The combination of paclitaxel and carboplatin was evaluated by the Southwest Oncology Group in 29 patients, and significant neurologic and hematologic toxicities were reported along with a lower response rate (21%), which was explained by the high proportion of patients with poor prognostic features. However, those patients had a median survival of 9 months, similar to the survival observed in previous studies with the same regimen.31
In another recently published study32 that included 17 patients with poor prognostic features, carboplatin plus gemcitabine produced an overall response rate of 58.8%, a median time to disease progression of 4.6 months, and a median overall survival of 10.5 months. WHO Grade 3–4 granulocytopenia and thrombocytopenia were reported in 70% of patients and 47% of patients, respectively.
In the current study, the incidence of Grade 3–4 neutropenia was 22.4%, and only 2 episodes of febrile neutropenia that required G-CSF support with hospitalization were reported. Moreover, apart from alopecia, no Grade > 2 nonhematologic toxicity was observed.
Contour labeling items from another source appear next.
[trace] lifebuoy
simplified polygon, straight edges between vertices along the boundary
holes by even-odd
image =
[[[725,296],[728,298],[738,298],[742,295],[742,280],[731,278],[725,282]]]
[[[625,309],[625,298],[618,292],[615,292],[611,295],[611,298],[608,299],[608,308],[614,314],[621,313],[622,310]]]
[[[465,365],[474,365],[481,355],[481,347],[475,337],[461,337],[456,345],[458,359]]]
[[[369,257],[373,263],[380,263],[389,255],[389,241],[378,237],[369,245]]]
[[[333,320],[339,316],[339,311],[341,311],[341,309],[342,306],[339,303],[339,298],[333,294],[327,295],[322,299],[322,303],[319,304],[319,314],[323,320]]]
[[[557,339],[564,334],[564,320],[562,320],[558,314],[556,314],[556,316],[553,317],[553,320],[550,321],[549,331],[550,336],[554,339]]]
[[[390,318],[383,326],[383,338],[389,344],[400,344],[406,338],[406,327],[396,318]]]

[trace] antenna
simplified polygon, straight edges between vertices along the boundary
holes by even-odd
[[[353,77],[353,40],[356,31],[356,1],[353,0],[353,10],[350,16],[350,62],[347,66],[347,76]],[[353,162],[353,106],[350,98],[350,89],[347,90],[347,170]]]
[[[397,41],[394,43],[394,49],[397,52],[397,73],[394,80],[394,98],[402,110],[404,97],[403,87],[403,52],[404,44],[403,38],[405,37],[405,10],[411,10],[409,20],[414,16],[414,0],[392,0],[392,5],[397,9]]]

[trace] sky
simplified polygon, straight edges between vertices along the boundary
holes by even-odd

The results of the current study have demonstrated that the combination of gemcitabine and epirubicin is an effective regimen that can be administered safely to patients with urothelial carcinoma with advanced age, poor PS, and/ or impaired renal function. A more prolonged survival can be obtained if the patients have a good PS; however, symptomatic responses and improvements in PS score were observed in 73% and 64% of patients, respectively. On the basis of activity and tolerability, this regimen deserves further development, including the addition of other active agents for patients who are in good condition.